Tips by RC mentor Frenchie Smith on Working with Artists, Saving Time, and Being a Billboard
As a Grammy-nominated engineer and producer Frenchie Smith (Scorpion Child, The Dandy Warhols, Slayer, Meat Puppets, Paceshifters, Toadies) knows his way around a recording studio. As a longtime Recording Connection mentor at The Bubble Recording studio in Austin, Texas, Frenchie also knows what it takes to get apprentices ready to build the mindset and skills it takes to brave it in today’s audio world.
When asked what the most important aspect of working with an artist in the studio is Frenchie says, “I think the most important thing that a recordist can do is be proactive and read the energy of the individual musicians and the collective of the band. When we’re open to their feedback, they’re open to our feedback. You know, also taking the time to discuss what the roles are before going into the session helps. So if the band says, ‘We love our live repertoire right now, all we want to do is record it note for note,’ then they’re revealing that they don’t want any musical feedback; they just want someone to engineer and document their ideas to date. [In that case] the role has been clearly defined. So if the artist is looking for a producer — this is what happens for me — I’m encouraged to bring ideas to the table and look for opportunity to bring more cohesion to their ideas. So I think the gateway to that is to be compassionate and calm and be focused, and just play the role of someone that they trust.”
Frenchie has garnered loads of praise due to his ability to manage a recording studio like a construction site. He thinks of himself as a foreman in many ways. He’s there to wrangle things, give directions, make it so that everyone knows exactly what they’re doing and exactly what direction they’re headed in.
When it comes to managing the technical and artistic sides of recording bands, Frenchie calls himself a foreman of sorts “the guy with the yellowest hat on site.” Being able to multitask and knowing what to communicate, when to communicate it, and how, is a skillset it pays to master. To illustrate, Frenchie recounts something that happened just weeks ago at The Bubble:
“[Daniel, one of my students] was watching the one hundred scientific engineering duties I was doing, and he was asking me about those. And he was so focused on that that he missed the finer detail which was a bit of dialogue I had with the band tracking. There was a rhythmic emphasis that some of the band were performing, but for some of them, it was going over their heads. And I brought it to their attention, and they were all able to talk about it and commit to what that performance needed…In talking with Daniel, I pointed out how that one conversation saved me lots of editing time. [I told him] ‘Well, I just saved myself 300 edits by talking to these humans in a graceful manner and just alerting them…bringing it to their attention that there are some oddities going on in the performance.’”

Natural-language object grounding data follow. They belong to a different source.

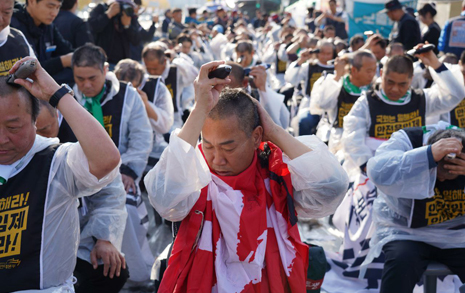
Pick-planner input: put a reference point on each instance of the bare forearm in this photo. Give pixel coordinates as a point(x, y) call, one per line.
point(293, 48)
point(150, 111)
point(190, 132)
point(319, 19)
point(292, 147)
point(101, 152)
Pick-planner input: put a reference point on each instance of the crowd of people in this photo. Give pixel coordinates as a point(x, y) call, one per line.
point(365, 131)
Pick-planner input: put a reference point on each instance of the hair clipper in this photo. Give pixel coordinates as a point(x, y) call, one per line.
point(24, 70)
point(220, 72)
point(424, 49)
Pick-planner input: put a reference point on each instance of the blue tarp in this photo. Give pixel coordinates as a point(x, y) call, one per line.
point(364, 17)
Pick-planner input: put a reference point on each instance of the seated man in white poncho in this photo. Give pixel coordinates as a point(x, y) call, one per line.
point(420, 210)
point(240, 194)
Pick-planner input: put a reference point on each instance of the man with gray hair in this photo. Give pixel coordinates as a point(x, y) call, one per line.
point(394, 105)
point(420, 210)
point(334, 95)
point(40, 181)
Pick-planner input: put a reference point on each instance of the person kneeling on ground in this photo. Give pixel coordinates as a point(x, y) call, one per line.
point(238, 195)
point(419, 212)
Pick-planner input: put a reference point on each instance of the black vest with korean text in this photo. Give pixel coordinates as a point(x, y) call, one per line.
point(171, 83)
point(345, 102)
point(22, 206)
point(387, 119)
point(14, 49)
point(112, 114)
point(151, 87)
point(314, 72)
point(457, 115)
point(448, 201)
point(281, 66)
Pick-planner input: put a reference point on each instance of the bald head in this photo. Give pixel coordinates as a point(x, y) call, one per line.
point(8, 91)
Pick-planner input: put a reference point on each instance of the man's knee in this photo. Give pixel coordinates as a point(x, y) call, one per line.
point(93, 280)
point(405, 251)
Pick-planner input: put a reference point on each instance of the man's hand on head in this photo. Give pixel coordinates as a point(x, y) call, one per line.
point(66, 59)
point(113, 10)
point(455, 166)
point(128, 183)
point(113, 261)
point(125, 19)
point(259, 77)
point(339, 66)
point(270, 129)
point(43, 85)
point(428, 58)
point(207, 91)
point(446, 146)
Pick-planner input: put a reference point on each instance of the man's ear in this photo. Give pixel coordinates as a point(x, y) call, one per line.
point(106, 67)
point(245, 82)
point(257, 136)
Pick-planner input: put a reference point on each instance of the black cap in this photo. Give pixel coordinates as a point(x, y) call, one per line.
point(428, 8)
point(391, 5)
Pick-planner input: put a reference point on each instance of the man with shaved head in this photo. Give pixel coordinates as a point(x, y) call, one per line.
point(40, 181)
point(238, 194)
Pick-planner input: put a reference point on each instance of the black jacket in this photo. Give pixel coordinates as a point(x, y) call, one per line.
point(111, 35)
point(73, 28)
point(145, 36)
point(46, 41)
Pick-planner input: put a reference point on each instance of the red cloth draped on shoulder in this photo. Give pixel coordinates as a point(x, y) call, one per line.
point(267, 208)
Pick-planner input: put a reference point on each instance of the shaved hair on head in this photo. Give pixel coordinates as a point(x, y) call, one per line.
point(357, 58)
point(399, 64)
point(7, 90)
point(236, 102)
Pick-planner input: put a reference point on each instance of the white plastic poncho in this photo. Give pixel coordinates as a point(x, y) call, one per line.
point(324, 95)
point(103, 216)
point(163, 106)
point(174, 184)
point(69, 179)
point(402, 174)
point(359, 147)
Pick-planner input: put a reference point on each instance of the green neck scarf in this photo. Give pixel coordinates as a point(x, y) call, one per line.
point(400, 101)
point(94, 107)
point(351, 88)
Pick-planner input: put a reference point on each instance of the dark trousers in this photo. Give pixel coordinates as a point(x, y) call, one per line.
point(406, 261)
point(90, 280)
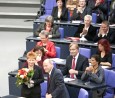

Frenchie is committed to giving his apprentices a wholistic understanding of recording, audio engineering and developing the soft skills it takes to remain viable in today’s music industry. Building connections and creating opportunities for oneself are hot topics for the mentor. This means having the right look, right demeanor, and making things happen by working with what you got. Frenchie says:
“Wherever you are, you are a billboard, how you visually look, how you talk to people, the way you carry yourself is your business card…We have to visualize that our demeanor is our business card. Websites fall a little flat when we can’t attract opportunity in real time… if you love recording and you’re interested in others, then go find your tribe. And if you want to get time in a professional recording studio then you can go do that. If you have the ability to track 8 or 16 inputs, and you can roll around with your rig, or you have a tracking room in your house, or you have a rehearsal room, that other like-minded people are helping you with the responsibility of the monthly rent.
The recording studio ultimately is in our minds. And so the technology is so vast that a little studio is anywhere that you can just plug in and get power and not have the cops called on you for making noise. If you can fill in the gaps there, then you’re making a recording. And I think as a pupil, it could be quite intimidating to come out of the Recording Connection and immediately just go to a band and go, ‘I can help you make a recording and I still would like to have some hands-on experience, but were still going to need to pay $20,000 in studio time.’ That’s completely optional. And being able to have the power to remove that part of the dialogue when a new recordist is talking to a band is ultimately powering opportunity.”